Forme del rito antico
Senza scendere nei dettagli, si può dire che una delle principali forme assunte dal rito nell’antichità greca e romana è senza dubbio il sacrificio: inteso come metodo fondamentale di comunicazione con il divino, il sacrificio può prendere l’aspetto di un sacrificio animale cruento (il cui ‘mito di fondazione’ appartiene alle vicende di Prometeo ed è narrato da Esiodo, Teogonia, 535-616) o di un sacrificio consistente più in genere nell’offerta agli dèi di altre sostanze alimentari (il vino nella cosiddetta libagione, ma anche l’olio, il latte, il miele o prodotti a base cereale, non di rado associati al sacrificio animale). Nel suo tipo più diffuso, il sacrificio animale prende la forma di una ‘spartizione’ della carne (specialmente bovina e ovina, ma non solo) fra uomini e dèi: dunque una sorta di banchetto, in cui le parti spettanti agli uni e agli altri sono scrupolosamente determinate; un complesso sistema di gesti rituali regola l’atto fondamentale del sacrificio, l’uccisione dell’animale (che gli antichi, con vari artifici, tendevano a rappresentare come una scelta ‘consensuale’ da parte della vittima); del tutto marginali, nella realtà antropologica greco-romana, appaiono i sacrifici umani, di cui pure il mito e certe pratiche cerimoniali serbano traccia.
Tali sacrifici (riti cruenti) conoscono diversi svolgimenti secondo i luoghi e i tempi, ma una definizione generale comprende l’insieme di tutti i gesti che precedono (purificazioni, allestimento dell’apparato rituale, cortei, ecc.) e seguono (altre purificazioni, raccolta dei resti, ecc.) il gesto fondamentale dell’uccisione e della consumazione della vittima, cui partecipa la comunità interessata dal rito. Svariate erano le occasioni del sacrificio: esso non costituiva soltanto un rito autonomo, da tenersi in determinate occasioni festive o cultuali, ma si accompagnava – come un isolato gesto rituale – a cerimonie di diverso tipo: dalle purificazioni alle iniziazioni di ogni sorta.
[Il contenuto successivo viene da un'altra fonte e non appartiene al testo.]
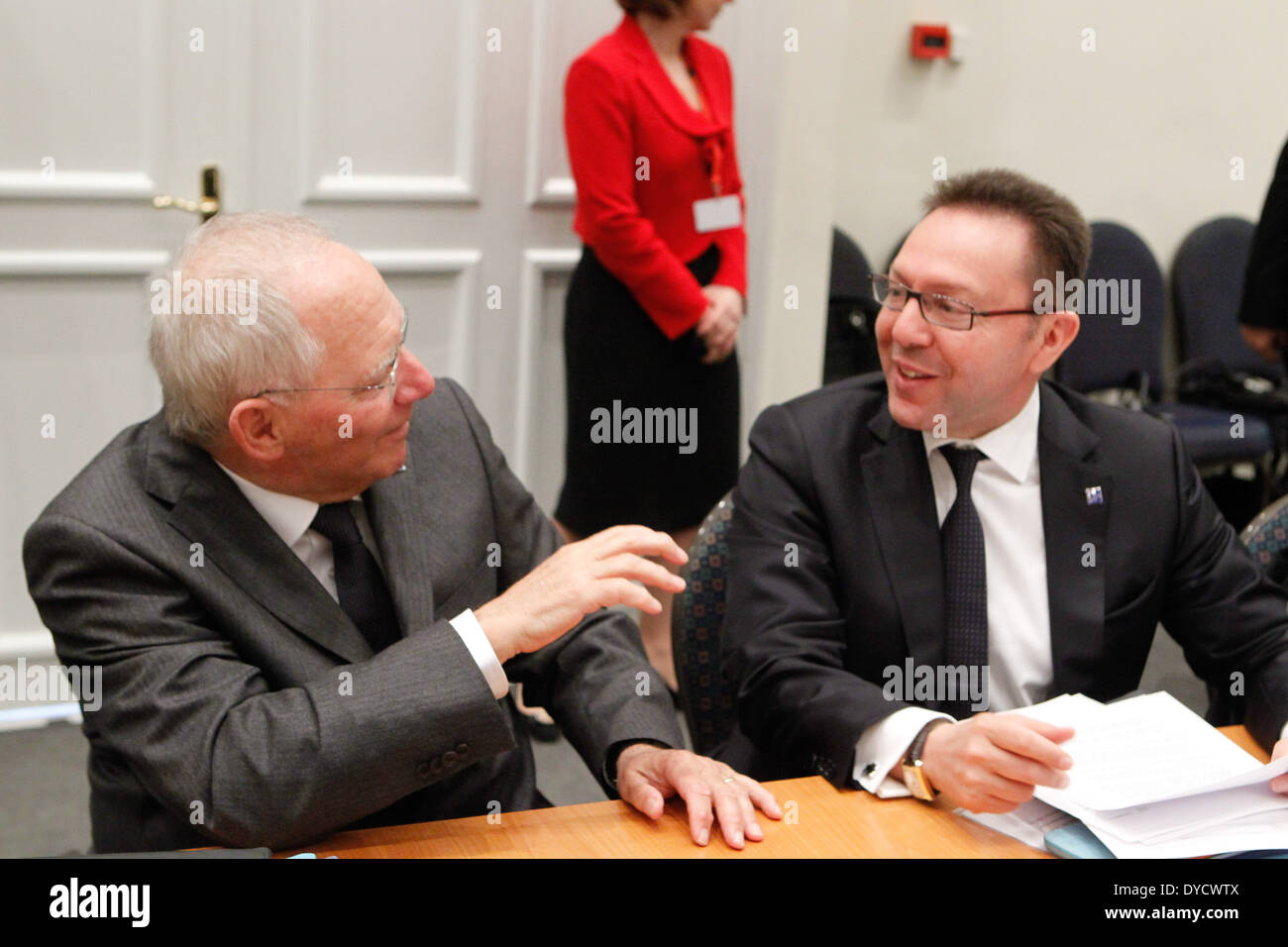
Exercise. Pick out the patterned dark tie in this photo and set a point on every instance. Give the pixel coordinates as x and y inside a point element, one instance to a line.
<point>364,592</point>
<point>965,579</point>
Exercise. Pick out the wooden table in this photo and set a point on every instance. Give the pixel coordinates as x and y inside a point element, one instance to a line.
<point>820,822</point>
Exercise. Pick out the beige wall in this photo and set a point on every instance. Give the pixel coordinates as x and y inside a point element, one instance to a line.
<point>1141,131</point>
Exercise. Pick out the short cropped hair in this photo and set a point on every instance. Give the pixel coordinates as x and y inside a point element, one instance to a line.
<point>209,361</point>
<point>1059,234</point>
<point>658,8</point>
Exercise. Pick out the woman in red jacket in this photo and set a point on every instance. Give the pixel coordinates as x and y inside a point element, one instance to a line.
<point>655,304</point>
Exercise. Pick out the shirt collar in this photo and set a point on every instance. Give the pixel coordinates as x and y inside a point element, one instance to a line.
<point>287,515</point>
<point>1013,445</point>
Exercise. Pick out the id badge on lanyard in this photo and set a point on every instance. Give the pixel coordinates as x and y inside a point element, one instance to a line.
<point>719,213</point>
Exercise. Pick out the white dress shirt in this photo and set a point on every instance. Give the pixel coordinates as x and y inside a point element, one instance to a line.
<point>1008,493</point>
<point>291,517</point>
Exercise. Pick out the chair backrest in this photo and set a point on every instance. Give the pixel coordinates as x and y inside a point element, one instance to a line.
<point>1207,286</point>
<point>1109,352</point>
<point>697,621</point>
<point>1266,538</point>
<point>850,347</point>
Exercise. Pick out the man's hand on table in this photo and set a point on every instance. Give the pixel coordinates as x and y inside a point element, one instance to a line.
<point>648,775</point>
<point>580,578</point>
<point>992,762</point>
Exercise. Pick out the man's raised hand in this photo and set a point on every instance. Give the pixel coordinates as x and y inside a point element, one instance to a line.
<point>580,578</point>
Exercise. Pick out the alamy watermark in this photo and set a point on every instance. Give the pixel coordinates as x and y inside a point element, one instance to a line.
<point>1089,296</point>
<point>40,684</point>
<point>651,425</point>
<point>936,684</point>
<point>207,296</point>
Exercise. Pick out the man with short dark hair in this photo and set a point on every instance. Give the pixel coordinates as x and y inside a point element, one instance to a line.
<point>962,517</point>
<point>308,600</point>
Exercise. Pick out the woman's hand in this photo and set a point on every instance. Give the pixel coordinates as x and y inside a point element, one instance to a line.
<point>719,324</point>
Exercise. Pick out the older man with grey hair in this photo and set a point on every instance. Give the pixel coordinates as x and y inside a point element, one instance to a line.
<point>308,600</point>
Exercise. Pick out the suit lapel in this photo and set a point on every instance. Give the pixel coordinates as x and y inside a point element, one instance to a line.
<point>1074,519</point>
<point>209,509</point>
<point>404,547</point>
<point>897,478</point>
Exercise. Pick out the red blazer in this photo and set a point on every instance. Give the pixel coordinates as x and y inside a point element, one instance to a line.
<point>619,106</point>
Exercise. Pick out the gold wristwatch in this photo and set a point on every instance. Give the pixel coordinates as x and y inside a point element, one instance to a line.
<point>913,774</point>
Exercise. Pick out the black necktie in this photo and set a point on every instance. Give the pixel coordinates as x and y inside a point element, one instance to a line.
<point>965,579</point>
<point>359,581</point>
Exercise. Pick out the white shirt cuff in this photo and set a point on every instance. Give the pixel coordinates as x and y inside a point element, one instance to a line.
<point>481,650</point>
<point>883,748</point>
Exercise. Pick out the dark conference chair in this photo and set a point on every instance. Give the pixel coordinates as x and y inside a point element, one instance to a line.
<point>1127,359</point>
<point>1266,538</point>
<point>1207,285</point>
<point>697,620</point>
<point>851,346</point>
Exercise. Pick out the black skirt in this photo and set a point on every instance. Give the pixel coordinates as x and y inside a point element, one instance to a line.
<point>652,433</point>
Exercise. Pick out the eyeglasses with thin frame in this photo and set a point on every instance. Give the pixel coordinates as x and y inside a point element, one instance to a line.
<point>390,382</point>
<point>935,308</point>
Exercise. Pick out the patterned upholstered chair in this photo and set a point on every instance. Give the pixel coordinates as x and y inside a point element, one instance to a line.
<point>1266,538</point>
<point>697,620</point>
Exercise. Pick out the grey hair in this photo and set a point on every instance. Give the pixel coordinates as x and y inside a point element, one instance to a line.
<point>209,361</point>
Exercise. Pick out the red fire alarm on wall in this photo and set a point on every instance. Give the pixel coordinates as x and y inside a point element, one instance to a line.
<point>930,42</point>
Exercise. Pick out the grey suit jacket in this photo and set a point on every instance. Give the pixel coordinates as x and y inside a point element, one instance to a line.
<point>240,702</point>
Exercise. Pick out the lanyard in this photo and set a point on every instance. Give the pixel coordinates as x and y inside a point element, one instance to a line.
<point>712,154</point>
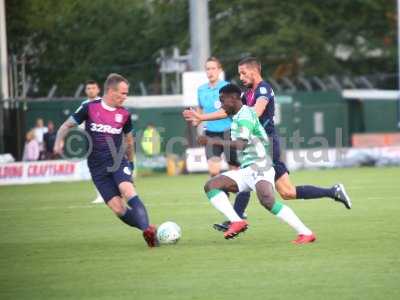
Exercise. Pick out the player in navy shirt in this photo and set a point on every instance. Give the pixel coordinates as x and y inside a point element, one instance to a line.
<point>110,161</point>
<point>259,94</point>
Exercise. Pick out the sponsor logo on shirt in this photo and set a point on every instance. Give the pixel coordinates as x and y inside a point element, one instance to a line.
<point>104,128</point>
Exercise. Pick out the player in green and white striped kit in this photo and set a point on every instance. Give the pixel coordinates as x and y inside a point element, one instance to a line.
<point>256,172</point>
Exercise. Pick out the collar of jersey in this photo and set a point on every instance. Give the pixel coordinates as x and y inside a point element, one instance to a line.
<point>107,107</point>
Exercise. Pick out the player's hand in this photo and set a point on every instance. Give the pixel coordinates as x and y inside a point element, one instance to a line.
<point>131,166</point>
<point>58,148</point>
<point>202,140</point>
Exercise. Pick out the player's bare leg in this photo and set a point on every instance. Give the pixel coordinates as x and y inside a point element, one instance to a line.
<point>216,189</point>
<point>265,194</point>
<point>285,188</point>
<point>240,205</point>
<point>99,199</point>
<point>288,191</point>
<point>214,166</point>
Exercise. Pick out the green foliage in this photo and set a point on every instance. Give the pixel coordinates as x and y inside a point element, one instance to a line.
<point>70,41</point>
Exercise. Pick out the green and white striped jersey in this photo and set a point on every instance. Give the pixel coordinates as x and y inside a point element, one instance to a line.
<point>246,126</point>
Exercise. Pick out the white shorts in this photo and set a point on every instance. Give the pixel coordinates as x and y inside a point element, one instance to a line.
<point>247,178</point>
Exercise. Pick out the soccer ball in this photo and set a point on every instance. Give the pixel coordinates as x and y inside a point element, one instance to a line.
<point>168,233</point>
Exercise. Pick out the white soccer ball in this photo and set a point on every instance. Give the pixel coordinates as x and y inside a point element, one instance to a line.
<point>169,233</point>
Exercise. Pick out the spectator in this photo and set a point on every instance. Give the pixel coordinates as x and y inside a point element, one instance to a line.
<point>49,139</point>
<point>31,148</point>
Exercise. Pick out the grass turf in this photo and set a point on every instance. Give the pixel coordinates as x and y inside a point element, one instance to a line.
<point>54,244</point>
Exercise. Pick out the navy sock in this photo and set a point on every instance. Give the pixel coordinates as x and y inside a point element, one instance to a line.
<point>241,202</point>
<point>136,215</point>
<point>313,192</point>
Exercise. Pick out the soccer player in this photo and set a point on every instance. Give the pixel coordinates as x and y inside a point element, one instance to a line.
<point>208,102</point>
<point>110,162</point>
<point>261,97</point>
<point>92,91</point>
<point>256,172</point>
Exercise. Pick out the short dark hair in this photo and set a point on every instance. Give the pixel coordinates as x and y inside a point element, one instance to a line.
<point>231,89</point>
<point>91,81</point>
<point>214,59</point>
<point>113,80</point>
<point>251,61</point>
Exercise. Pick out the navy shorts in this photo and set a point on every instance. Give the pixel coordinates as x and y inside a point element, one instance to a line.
<point>279,165</point>
<point>107,182</point>
<point>216,151</point>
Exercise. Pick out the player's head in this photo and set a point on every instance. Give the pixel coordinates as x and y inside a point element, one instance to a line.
<point>230,97</point>
<point>92,89</point>
<point>249,70</point>
<point>213,69</point>
<point>116,89</point>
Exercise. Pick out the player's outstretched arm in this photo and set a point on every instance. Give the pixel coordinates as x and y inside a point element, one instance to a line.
<point>260,106</point>
<point>61,133</point>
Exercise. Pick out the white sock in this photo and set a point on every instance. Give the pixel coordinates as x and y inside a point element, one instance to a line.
<point>287,215</point>
<point>221,202</point>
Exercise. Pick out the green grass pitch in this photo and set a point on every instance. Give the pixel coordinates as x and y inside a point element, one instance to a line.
<point>54,244</point>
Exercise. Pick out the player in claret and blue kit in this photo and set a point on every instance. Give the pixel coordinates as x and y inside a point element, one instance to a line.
<point>110,161</point>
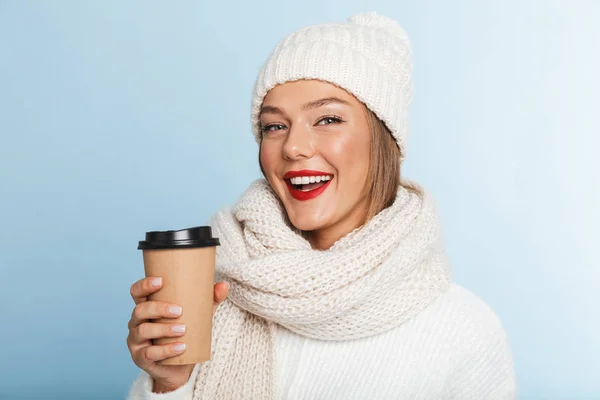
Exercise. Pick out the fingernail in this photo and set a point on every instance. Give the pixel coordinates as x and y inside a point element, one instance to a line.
<point>156,282</point>
<point>175,310</point>
<point>179,347</point>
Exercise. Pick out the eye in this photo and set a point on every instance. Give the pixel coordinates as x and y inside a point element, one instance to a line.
<point>330,119</point>
<point>272,127</point>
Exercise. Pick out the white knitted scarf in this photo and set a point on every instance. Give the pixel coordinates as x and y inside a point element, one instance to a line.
<point>372,280</point>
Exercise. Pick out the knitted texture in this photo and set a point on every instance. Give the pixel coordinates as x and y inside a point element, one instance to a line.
<point>370,281</point>
<point>369,56</point>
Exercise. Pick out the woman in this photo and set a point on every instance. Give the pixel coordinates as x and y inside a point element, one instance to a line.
<point>340,288</point>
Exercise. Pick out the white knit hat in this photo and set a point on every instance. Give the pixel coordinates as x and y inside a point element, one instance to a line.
<point>369,56</point>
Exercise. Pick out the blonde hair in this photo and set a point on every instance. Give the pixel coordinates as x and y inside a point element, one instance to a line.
<point>383,178</point>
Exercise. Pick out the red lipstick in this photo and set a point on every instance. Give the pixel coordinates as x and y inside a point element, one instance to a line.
<point>308,195</point>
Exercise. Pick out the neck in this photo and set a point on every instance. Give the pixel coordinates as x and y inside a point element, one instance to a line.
<point>324,238</point>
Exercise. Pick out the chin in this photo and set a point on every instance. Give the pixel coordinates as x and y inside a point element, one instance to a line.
<point>307,223</point>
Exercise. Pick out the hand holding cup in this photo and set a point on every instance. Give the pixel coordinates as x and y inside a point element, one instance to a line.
<point>143,330</point>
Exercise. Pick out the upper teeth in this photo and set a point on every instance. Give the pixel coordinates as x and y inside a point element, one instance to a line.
<point>304,180</point>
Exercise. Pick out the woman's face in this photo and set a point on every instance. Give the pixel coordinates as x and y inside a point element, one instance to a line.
<point>315,154</point>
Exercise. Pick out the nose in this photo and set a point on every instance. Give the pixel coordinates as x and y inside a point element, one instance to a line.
<point>299,144</point>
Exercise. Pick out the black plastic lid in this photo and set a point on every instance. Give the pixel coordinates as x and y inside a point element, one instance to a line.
<point>199,236</point>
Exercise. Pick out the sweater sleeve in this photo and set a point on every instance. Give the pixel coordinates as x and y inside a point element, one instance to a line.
<point>484,366</point>
<point>141,389</point>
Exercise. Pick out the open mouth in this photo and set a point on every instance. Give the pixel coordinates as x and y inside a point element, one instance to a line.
<point>306,185</point>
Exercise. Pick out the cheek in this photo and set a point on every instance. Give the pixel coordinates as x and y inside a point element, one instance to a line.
<point>350,156</point>
<point>266,158</point>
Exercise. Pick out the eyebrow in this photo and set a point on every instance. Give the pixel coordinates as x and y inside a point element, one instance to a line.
<point>308,106</point>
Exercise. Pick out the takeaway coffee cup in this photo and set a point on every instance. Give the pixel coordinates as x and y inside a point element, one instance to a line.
<point>185,259</point>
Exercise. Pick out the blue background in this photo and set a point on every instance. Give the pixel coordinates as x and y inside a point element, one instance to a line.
<point>122,117</point>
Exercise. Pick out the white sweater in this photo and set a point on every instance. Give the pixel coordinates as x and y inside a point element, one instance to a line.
<point>455,348</point>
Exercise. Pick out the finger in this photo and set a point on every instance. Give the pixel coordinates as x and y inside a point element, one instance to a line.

Accanto alla categoria dei ‘riti cruenti’ e delle ‘offerte’ (‘riti votivi’), grande importanza va riconosciuta ad altre tipologie rituali: dai riti di lustrazione (purificazione) che potevano interessare singoli individui o intere comunità, ai frequentissimi riti di iniziazione (detti ‘riti della soglia’) che accompagnavano ogni sorta di mutamento di stato (nel tempo e/o nello spazio) da parte di un singolo individuo (la nascita, l’accesso all’età adulta, il matrimonio, l’ingresso in una comunità religiosa o professionale, la morte, ecc.) o di una comunità (la pace, la guerra, ogni forma di ‘scadenza’ cronologica, ecc.). È certo quest’ultima categoria quella che manifesta – anche nelle società occidentali contemporanee – la più lunga durata. Appare in ogni caso evidente come, all’interno di coerenti ‘complessi rituali’, sia possibile isolare solo per astrazione il rito appartenente all’una o all’altra categoria.